The only specific factor which the trial court stated for the record he had taken into consideration was defendant’s prior felony conviction, as revealed by the pre-sentence report. The record itself conflicts with this statement. A Louisiana State Police report in the record indicates no prior convictions. Also, defendant took the stand and denied on direct examination any prior felony convictions, a denial which was unassailed by the State on cross-examination, and therefore presumably correct.

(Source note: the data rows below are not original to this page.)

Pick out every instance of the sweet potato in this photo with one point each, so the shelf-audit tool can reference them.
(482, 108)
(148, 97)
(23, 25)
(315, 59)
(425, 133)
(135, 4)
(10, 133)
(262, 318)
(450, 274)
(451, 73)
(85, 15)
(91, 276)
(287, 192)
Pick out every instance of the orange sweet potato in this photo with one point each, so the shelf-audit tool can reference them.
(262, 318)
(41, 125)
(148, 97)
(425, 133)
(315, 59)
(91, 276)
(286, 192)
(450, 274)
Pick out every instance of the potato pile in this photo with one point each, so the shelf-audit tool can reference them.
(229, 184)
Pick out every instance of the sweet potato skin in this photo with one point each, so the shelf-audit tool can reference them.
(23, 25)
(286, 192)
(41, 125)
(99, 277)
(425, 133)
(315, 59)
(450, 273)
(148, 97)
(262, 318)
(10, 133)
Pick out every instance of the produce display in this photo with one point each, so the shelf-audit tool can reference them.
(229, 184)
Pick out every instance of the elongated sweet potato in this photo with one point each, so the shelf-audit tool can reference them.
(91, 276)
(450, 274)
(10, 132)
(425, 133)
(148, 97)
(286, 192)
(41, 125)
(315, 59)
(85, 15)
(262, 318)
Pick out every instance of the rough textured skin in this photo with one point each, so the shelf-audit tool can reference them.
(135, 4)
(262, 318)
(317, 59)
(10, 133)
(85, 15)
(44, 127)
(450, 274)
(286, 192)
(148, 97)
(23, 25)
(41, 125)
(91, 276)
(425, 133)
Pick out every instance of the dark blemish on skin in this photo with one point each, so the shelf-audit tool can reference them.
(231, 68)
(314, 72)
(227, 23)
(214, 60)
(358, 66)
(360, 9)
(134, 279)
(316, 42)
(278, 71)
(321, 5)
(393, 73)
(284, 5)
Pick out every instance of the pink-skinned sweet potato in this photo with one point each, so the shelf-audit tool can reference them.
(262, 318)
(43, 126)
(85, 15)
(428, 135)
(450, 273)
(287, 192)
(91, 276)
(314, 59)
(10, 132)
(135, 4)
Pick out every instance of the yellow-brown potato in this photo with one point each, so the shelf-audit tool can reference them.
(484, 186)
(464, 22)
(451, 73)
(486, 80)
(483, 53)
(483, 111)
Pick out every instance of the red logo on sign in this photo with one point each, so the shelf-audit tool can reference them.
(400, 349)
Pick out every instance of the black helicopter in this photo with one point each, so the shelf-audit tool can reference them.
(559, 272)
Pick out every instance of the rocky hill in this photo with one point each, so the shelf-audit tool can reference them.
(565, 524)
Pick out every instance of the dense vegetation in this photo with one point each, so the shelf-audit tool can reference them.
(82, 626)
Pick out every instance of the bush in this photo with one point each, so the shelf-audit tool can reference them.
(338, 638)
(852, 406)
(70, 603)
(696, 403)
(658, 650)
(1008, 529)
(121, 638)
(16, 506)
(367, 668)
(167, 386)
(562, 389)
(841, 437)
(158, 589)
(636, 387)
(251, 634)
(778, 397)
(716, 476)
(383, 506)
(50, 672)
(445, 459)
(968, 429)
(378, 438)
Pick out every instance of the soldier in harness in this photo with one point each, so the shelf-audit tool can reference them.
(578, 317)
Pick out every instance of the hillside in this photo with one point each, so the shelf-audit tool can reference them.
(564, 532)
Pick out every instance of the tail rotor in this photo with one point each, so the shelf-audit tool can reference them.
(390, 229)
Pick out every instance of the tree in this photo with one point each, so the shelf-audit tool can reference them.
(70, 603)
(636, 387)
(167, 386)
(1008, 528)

In State v. Knox, 425 So.2d 707, 708 (La.1982), the Louisiana Supreme Court had this to say about the sentencing requirements imposed by LSA-C.Cr.P. article 894.1:

“It is now settled that a trial judge’s sentencing reasons in compliance with La.C.Cr.P. Art. 894.1 provide an essential aid to this Court’s review of an exces-siveness claim under La. Const. Art. I Sec. 20. State v. Trahan, 412 So.2d 1294, 1297 (La.1982); State v. Spencer, 374 So.2d 1195 (La.1979); State v. Cox, 369 So.2d 118 (La.1979). The record left of sentencing should therefore indicate that the trial court considered not only the seriousness of the offense and the past record of the defendant, but also ‘defendant’s personal history (age, mental status, dependents, family ties, work record, mental, emotional and physical health) and his ... potential for rehabilitation.’ State v. Molinet, 393 So.2d 721, 722 (La.1981); see also, State v. Jones, 398 So.2d 1049 (La.1981); State v. Jackson, 360 So.2d 842 (La.1978). In addition, Art. 894.1(C) requires the trial court to state the factual basis for its sentencing conclusions. As set forth in State v. Williams, 397 So.2d 1287, 1291 (La.1981), this requirement ‘... in most cases is crucial to this Court when called upon to execute its constitutional function to review a sentence complained of as excessive.’ ”

In the instant case the record fails to reveal a compliance with article 894.1 *406sufficient for us to exercise our function of appellate review of this sentence for exces-siveness. We vacate the sentence imposed and remand for resentencing in accordance with the law.

CONVICTION AFFIRMED; SENTENCE VACATED AND CASE REMANDED.